The findings of the State of the Humanitarian System report 2022, backs up many of Slim’s arguments. In its recently released plan for 2023, OCHA estimated that 339 million people are in need in 69 countries, an increase of 65 million. The costs for meeting this challenge has grown by 25 per cent to US$51.5 billion. 222 million people in 53 countries face food insecurity. 45 million people in 37 countries face starvation. Since the February 2021 coup, over a million people have been displaced, and that looks set to continue rising. Myanmar is a kind of microcosm of malaise affecting a third of the global system of nation states: war, repression, poverty, climate change and the international disparity of wealth and compassion. There is a Sisyphean quality to much of modern expansionary humanitarianism. OCHA’s forecasts have an eerie ‘too big to fail’ message, instead of a radical rethink, or a measured reform process as outlined by Slim.
If the UN has been an unmitigated, abject, morally reprehensible failure in Myanmar for many years now, why are donor states still paying them? How much should we trust INGO’s and their layer cake of opportunists pursuing so many contrived activities?
The title of this review purposefully evokes the classic 1984 book by William Shawcross on Western efforts to alleviate suffering and avert famine in Cambodia following the Khmer Rouge genocide. Shawcross critiqued the cant and clumsiness of the Red Cross, UNHCR, OXFAM, and Western states 40 years ago in ways that resonate with contemporary humanitarian dilemmas today. The noblesse oblige of rich countries assisting the less fortunate, guilt money for colonial plunder, wars of aggression, or a band aid for capitalist exploitation, or the fake modesty of the ‘twice blessed’ self-regard many humanitarians adopt, has expanded to meet the needs of a world in crisis for decades.
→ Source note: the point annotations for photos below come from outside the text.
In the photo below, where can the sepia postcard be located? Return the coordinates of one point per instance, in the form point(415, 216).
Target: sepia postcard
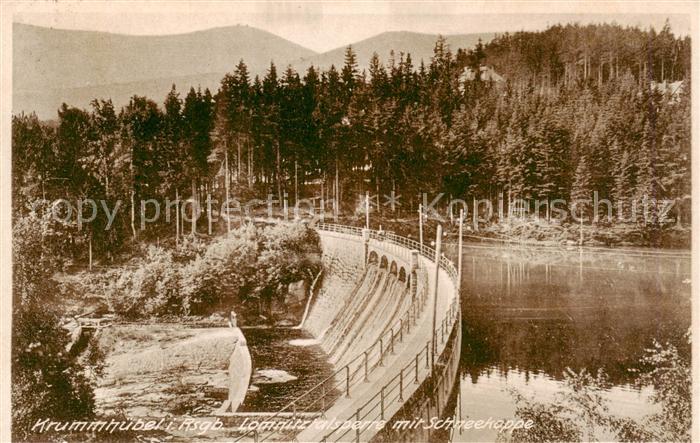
point(348, 221)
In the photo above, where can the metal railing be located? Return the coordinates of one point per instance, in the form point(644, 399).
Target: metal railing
point(376, 407)
point(343, 381)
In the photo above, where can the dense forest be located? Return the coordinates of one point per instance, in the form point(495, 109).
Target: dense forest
point(580, 109)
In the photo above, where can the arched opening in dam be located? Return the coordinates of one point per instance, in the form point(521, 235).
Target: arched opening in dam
point(529, 313)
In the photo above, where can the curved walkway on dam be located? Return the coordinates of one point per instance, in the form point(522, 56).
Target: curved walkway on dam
point(374, 317)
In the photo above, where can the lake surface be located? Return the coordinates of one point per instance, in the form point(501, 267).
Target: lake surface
point(529, 313)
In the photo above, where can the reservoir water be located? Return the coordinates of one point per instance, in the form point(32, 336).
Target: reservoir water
point(529, 313)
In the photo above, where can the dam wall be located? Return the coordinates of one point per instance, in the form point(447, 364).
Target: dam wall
point(387, 313)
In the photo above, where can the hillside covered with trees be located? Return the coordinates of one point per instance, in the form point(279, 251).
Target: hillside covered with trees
point(582, 109)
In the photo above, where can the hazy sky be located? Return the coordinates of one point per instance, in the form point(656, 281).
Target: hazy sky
point(324, 26)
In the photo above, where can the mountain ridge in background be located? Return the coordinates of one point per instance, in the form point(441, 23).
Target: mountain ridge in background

But has it expanded too much? Does it work any more effectively or responsibly than it did decades ago? Does the global conscience need to consider the approach of E.F. Schumacher, a developmental economist who worked in Burma in the 1950s, and see that ‘small is beautiful’, and simply seek the solutions to transforming aid that Slim outlines in such eloquent conviction? Or has the junta so weaponized aid that it is thus too late to reform, and that the promises of localization are now simply the struggle for survival?
Hugo Slim, Solferino 21. Warfare, Civilians and Humanitarians in the Twenty-First Century, Hurst and Company, 2022, pp.289.
David Scott Mathieson is an independent analyst working on conflict, humanitarian and human rights issues on Myanmar.